150 Vintage Football Cards From Before the NFL Go on View at the Met

Football comes to the museum.

Image via Met Museum

For a new show at the Metropolitan Museum of Art, football legends are in the spotlight, celebrating the first time the Superbowl will take place in New York. Opening Jan. 24 and running until Feb. 10, the Met is displaying "Gridiron Greats," an exhibition of 150 football cards of collegiate athletes, owners, teams, and the original pigskin kings.

The collection makes up just a fraction of the 300,000 cards donated by the late collector Jefferson Burdick to the Met. The oldest series in "Gridiron Greats" dates back to 1897.

The Met's assistant curator of the department of drawings and prints, Freyda Spira, said of the choice to show what might be considered an unusual medium for the Met, "Commercially printed lithographs are part of our printed visual culture.
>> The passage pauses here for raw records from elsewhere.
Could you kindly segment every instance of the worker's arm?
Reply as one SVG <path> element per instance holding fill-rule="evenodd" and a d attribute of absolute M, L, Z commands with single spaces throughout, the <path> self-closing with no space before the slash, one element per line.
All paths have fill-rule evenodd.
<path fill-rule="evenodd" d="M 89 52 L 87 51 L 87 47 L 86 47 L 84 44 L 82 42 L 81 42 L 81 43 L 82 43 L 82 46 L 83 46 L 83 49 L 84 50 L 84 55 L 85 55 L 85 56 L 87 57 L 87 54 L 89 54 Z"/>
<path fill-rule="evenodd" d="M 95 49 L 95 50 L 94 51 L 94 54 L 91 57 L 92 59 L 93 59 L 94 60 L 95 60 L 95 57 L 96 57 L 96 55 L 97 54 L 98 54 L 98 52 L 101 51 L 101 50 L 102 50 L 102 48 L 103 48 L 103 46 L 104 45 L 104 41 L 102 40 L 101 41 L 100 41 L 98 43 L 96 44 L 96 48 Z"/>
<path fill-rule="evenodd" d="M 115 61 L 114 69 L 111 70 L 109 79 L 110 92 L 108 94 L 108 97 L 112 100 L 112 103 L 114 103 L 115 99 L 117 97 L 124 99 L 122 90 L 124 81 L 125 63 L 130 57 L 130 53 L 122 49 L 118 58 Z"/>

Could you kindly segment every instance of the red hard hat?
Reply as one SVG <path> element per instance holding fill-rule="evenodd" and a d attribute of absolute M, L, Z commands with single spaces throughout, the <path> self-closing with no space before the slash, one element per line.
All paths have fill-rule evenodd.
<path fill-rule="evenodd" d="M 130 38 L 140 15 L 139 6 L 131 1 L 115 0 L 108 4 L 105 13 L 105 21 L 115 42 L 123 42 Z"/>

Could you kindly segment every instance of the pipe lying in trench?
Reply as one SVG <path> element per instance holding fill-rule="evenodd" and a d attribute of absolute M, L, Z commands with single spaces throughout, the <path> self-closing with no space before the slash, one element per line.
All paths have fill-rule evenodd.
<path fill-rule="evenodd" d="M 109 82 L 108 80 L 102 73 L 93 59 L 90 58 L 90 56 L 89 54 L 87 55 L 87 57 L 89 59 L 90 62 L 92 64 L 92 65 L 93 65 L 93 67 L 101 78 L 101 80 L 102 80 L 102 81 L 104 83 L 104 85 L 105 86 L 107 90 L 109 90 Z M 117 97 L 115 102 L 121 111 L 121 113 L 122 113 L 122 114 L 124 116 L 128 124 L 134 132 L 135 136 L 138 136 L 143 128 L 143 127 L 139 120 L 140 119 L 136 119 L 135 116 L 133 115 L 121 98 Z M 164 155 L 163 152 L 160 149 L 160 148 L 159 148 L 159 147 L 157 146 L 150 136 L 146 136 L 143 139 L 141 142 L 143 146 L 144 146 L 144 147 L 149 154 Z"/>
It's viewed within the spectrum of what art is." In June, the Met hosted an exhibition of baseball cards from the sport's worst period, the Dead Ball Era.

Some of Burdick's most notable cards include Notre Dame coach Knute Rockne, one of the first inductees into the Hall of Fame, Illinois running back Harold "Red" Grange, and Kenneth Washington, the first black player in the NFL. 

The Met isn't the only museum banking on sports as having appeal "for a mass public," as Spira noted. In Los Angeles, LACMA is opening "Fútbol: The Beautiful Game," an exhibition about soccer in visual art, next month. LACMA's show is pegged to the 2014 World Cup in Brazil this summer.